То, что в первую очередь привлекало славянофила в прошлом Отечества, это присущая, по его мнению, Древней Руси “цельность бытия”, и ее он хотел бы видеть и в новой России, но уже соответственно и в новых формах общественной и духовной жизни, “не вытесняющих” просвещения европейского. Однако ни на Западе, ни в развивающейся под его влиянием России подобной цельности религиозный философ не находит. Причиной неблагополучия в его историософии так же, как и у Хомякова, объявляется “повреждение” в вере, “ересь” западной церкви. Однако необходимо учитывать, что взгляд славянофила и на Запад, и на Древнюю Русь отнюдь не оставался неизменным.
Довольно долго Древняя Русь (До Ивана IV) -не столько как историческая реальность, сколько как идеальный образ средневекового православного государства, являлась для Киреевского антитезой католическому и протестантскому Западу и даже православной Византии.
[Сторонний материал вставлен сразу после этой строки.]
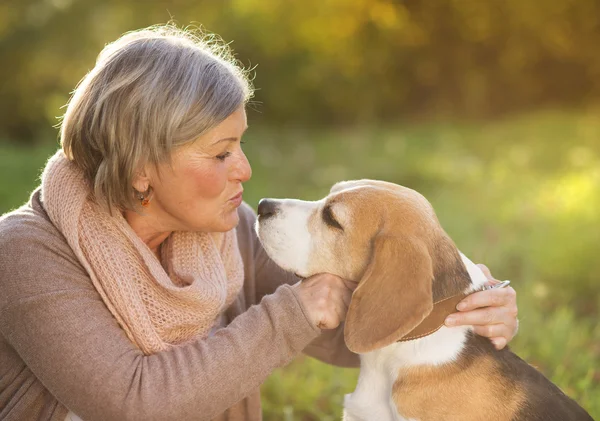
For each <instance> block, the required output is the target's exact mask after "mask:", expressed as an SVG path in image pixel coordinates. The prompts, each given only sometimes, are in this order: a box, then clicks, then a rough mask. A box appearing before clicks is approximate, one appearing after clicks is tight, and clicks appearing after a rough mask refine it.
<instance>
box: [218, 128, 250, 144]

Но в его “философском завещании”, статье “О необходимости и возможности новых начал для философии” критическое исследование противоречий духовной жизни в истории христианского Запада и Востока (Византии), современного ее упадка уже не сопровождается указаниями на Древнюю Русь как на воплощенную в истории гармонию христианских начал и социально-государственных форм быта народа.
Итог историософии И. В. Киреевского—надежда на достижение подобной гармонии в будущем. И он мечтал не об отрицании западной традиции, приходящей ей на смену, новой “молодой” русско-славянской культурой, а о синтезе лучших, в его понимании, черт духовной жизни Запада и Востока. Киреевский считал, что возможность такого синтеза существовала, но не была реализована в прошлом, и с немалой долей сомнения (“Кто знает? Может быть...”), проецировал вдохновляющий его религиозно-утопический идеал на будущее: “Восток передает Западу свет и силу умственного просвещения, Запад делится с Востоком развитием общественности... общественная жизнь, возрастая стройно, не разрушает каждым успехом прежних приобретений и не ищет ковчега спасения в земных расчетах промышленности или в надзвездных построениях утопий; общая образованность опирается не на мечту и не на мнение, но на самую истину, на которой утверждается гармонически и незыблемо...”. Замечание славянофила о “надзвездных утопиях” и “мечтах”, общий сдержанный тон оценок перспектив будущей “гармонии” свидетельствовали о сомнениях и желании избегнуть утопического прожектерства. Мыслитель смотрел в будущее с тревогой.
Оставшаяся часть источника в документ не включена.